In the shadow of the mountain, there is the village of Klukshu where a boy of seven summers watched his grandfather carve. Born in a time of transition, Jack Fred Jackson was strongly influenced by time spent with his grandfather, both on the land and in the home.
It was that summer of his seventh year that Jackson started to draw the world around him, finding form in the animals and creatures of the bush. As Jackson grew up and moved through life, the sketch book was always there, bringing comfort and the ability to produce an income, something any teenager wrestles with as he grows up. Jackson never stopped drawing and, at the age of 16, branched out into other mediums and styles.

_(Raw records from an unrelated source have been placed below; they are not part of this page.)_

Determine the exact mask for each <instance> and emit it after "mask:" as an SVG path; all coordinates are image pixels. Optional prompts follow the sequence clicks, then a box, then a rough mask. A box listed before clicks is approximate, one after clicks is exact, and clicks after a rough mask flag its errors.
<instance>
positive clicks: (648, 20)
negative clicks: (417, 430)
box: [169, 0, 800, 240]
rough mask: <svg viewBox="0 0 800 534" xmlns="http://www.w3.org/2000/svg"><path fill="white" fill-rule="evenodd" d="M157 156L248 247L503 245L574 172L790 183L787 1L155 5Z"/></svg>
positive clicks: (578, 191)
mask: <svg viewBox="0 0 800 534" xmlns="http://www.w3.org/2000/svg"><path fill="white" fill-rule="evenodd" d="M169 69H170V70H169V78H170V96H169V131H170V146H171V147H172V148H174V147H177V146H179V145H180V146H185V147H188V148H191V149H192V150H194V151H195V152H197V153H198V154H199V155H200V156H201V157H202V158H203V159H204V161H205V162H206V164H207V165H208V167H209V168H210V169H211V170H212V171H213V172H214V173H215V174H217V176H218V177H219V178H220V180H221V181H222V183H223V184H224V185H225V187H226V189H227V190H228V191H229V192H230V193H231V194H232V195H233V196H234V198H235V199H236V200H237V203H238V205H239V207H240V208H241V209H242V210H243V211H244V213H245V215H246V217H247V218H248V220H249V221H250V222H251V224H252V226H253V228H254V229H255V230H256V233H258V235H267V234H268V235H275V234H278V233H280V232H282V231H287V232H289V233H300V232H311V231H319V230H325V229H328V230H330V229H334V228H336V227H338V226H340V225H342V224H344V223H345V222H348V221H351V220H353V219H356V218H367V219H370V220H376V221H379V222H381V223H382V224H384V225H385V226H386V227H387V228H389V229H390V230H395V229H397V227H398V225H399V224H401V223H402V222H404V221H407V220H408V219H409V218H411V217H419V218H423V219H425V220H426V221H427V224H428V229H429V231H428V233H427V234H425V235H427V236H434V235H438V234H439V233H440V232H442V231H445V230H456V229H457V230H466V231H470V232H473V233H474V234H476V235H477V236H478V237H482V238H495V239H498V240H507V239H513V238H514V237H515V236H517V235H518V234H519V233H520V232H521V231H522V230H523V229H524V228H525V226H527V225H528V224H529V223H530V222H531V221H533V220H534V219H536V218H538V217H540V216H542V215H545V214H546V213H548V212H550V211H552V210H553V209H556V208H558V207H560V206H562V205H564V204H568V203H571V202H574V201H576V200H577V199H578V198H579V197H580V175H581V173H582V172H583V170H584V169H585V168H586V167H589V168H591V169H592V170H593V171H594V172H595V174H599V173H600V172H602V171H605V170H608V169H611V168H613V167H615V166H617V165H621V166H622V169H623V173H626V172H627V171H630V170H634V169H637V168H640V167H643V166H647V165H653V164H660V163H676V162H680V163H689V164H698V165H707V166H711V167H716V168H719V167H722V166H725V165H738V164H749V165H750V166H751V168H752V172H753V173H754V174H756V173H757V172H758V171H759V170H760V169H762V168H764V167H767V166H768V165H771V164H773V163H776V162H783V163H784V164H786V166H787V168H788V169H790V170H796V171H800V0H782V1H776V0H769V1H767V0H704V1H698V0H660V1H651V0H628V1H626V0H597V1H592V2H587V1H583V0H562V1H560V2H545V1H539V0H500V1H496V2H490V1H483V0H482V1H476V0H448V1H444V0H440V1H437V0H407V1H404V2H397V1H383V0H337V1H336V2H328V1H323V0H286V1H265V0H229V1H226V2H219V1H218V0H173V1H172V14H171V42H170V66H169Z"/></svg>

Through different courses at Yukon College, Jackson was exposed to many forms and styles. Finding a love in etching, Jackson became involved in many commercial projects and found he could make a living with the skills he had developed and enjoyed. Like so many youth, Jackson moved out of art at 18 and tried his hand at many different occupations, but none of them seemed to fit him or make him happy. Jackson was 22 when he heeded his heart and returned to the world of both aboriginal and commercial art.
When pressed about his aboriginal heritage, Jackson identifies himself as Southern Tutchone but admits he is still uncomfortable with that label, but then he is uncomfortable with any label. Flipping through his portfolio, one can see the youthful styles mature as he began to explore his abilities. Most of the work presented were commissions that range stylistically display heritage with their strong primary colours and symbols.
Traditional art may be all fine, but Jackson’s current passion is commercial graphic arts. Employed by a local graphics company, Jackson has designed and built many of the visual aids used by some of Whitehorse’s corporate clients. The glow reflected in Jackson’s eyes comes from the computer screen these days — not the campfire — but the same skills learned so long ago in the shadow of the mountains can been seen in the banners and symbols in today’s world. The aboriginal influence is a strength Jackson brings to the images he produces.
Life has never been easy for Jackson and he gives back to the youth of today by working at the Blue Feather Youth Society as an employee of the Youth of Today Centre and teaching and working in the graphics shop.
The ability to earn a living within his passion of art has given a life to Jackson that he never expected and now Jackson has the ability to dream within his passion.